Leaders sometimes avoid strategic planning, thinking it is complicated or there is just too much to do for today’s needs. Yet, when you embark on effective strategic planning, you are setting the course for the future of your business and actively driving to achieve two equally important outcomes: the process and the plan. When you get both of those elements right, then your business can become super charged and speed beyond your competition.
In their book “Built to Last,” Jim Collins and Jerry Porras talk about the need to create alignment in order for the plan to succeed: “Building a visionary company requires 1 percent vision and 99 percent alignment.
Creating alignment can be executed by developing a robust strategic planning process that ends with an actionable, measurable plan where the right team members are responsible for delivering on the objectives. Communicating and driving that plan down to each employee’s individual job descriptions is what creates the alignment that focuses organizations.

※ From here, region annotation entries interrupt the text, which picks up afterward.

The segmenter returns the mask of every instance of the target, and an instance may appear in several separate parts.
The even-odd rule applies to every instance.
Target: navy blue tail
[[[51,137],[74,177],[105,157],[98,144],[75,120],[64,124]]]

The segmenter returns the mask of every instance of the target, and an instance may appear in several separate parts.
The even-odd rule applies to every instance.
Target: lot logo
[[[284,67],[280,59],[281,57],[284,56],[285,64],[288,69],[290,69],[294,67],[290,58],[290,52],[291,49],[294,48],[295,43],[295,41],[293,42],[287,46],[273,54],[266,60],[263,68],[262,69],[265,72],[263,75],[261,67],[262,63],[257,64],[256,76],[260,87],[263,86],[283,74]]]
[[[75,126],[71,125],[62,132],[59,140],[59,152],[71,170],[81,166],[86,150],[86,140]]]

Why Do You Need A Strategic Plan?
If you aren’t heading to a destination, you are using that powerful business engine to do laps around the same track over and over. Every organization needs a road map that sets out a destination and provides alternative paths to explore to get there.
Who Needs A Strategic Plan?
Any entity with engaged people and a purpose needs a strategic plan — including for-profit business, nonprofit charities and civic groups, governments and entire communities. If you are expanding, contracting, facing new competition, trends or issues, trying to create consensus to focus resources or bringing in new key team members, a strategic plan can make all the difference in improving teamwork, communication, efficiency and success.

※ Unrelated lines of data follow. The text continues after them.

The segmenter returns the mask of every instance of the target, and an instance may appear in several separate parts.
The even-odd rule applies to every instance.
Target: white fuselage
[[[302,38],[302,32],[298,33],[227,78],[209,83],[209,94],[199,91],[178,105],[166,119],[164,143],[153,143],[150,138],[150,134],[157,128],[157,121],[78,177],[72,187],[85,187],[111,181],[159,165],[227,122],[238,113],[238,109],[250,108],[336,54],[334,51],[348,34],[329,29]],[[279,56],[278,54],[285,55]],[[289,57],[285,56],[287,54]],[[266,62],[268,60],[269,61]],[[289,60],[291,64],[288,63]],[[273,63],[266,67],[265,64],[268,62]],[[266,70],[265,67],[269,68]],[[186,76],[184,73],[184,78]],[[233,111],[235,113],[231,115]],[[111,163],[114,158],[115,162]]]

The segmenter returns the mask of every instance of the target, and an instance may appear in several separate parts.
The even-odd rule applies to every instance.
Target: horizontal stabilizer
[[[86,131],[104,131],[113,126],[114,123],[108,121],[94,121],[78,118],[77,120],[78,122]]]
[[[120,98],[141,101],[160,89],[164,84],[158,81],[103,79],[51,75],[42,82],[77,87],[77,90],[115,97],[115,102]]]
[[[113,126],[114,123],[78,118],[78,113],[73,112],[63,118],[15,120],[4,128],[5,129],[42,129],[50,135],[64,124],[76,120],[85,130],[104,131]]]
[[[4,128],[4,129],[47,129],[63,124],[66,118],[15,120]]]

If I Already Have A Plan, Am I Finished?
No, this is an evergreen process that is ongoing through the life of your business or organization. Most people would agree that strategic planning allows you to review mission-critical performance data. Every organization needs to put the plan in motion, set metrics to measure its progress and continually update and tweak the plan annually. At least every two to three years, a deeper review and update of the plan is necessary.
The process is usually one that doesn’t get enough attention to be as powerful as possible. “A great strategy meeting is a meeting of minds,” said Max McKeown, author of “The Strategy Book,” and that is really what the process should create. Bringing together your team is costly, and you want to make sure you use that time in the greatest possible way so folks get to know one another better, become a tighter team and create a safe yet questioning culture where powerfully honest conversations can happen.

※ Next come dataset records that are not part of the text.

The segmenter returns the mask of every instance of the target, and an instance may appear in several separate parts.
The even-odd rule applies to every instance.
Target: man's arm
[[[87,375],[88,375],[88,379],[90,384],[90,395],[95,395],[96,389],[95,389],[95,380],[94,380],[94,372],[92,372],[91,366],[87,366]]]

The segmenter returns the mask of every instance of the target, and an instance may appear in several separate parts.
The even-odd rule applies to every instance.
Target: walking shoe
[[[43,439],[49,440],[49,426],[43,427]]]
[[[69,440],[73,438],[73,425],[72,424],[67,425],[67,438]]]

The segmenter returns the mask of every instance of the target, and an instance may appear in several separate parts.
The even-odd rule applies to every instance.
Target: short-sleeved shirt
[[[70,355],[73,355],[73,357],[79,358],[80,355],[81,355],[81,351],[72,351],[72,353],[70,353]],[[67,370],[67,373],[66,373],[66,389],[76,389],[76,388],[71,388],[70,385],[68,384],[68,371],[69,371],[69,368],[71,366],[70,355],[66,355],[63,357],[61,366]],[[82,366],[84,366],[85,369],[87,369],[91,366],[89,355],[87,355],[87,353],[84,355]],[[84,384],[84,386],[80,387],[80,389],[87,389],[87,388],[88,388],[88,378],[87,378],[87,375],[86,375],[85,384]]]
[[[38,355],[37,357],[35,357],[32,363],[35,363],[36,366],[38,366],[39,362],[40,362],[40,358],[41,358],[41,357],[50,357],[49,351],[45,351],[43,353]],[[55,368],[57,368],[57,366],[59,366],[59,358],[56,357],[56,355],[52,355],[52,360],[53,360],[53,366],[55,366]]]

The plan doesn’t have to be elaborate. In fact, often the best ones are the shortest, as they are the most likely to be shared with employees and used as the continual guide for which they are intended.
Remember to savor your success and celebrate with your team when you hit key metrics and milestones along the way!
Things To Consider For Strongest Outcomes:
- Don’t underestimate the need to do team building, no matter how long you’ve worked together. Personality and leadership assessments go a long way in learning about one another’s styles and creating new, positive behaviors and partnerships.
- Plan far enough ahead to interview several potential facilitators and really see what style will match your organization’s current needs. Do you need someone who will challenge the team’s assumptions? Be provocative? Or, do you need someone who will be more of a coach and guide to confirm your existing plan’s components and reinvigorate the team to continue its journey? Be sure to ask references about the style and commitment of the facilitator to learn more.
- If you think you can’t afford an outside facilitator, find a trusted colleague who has done a great job of leading her or his company through strategic planning and ask if they can facilitate for you.
- Make sure you gather the right data on performance metrics ahead of time.
- Seek input from stakeholders, as they can tell you volumes about your business.
- Be open to opposing views and new ways to look at old situations.
- Walk out of the planning session with a detailed timeline for next steps, including to who assignments are made and deadlines.
- Avoid jargon and lengthy prose when writing the plan document.
- Calendar the follow-up and hold people accountable to make it happen.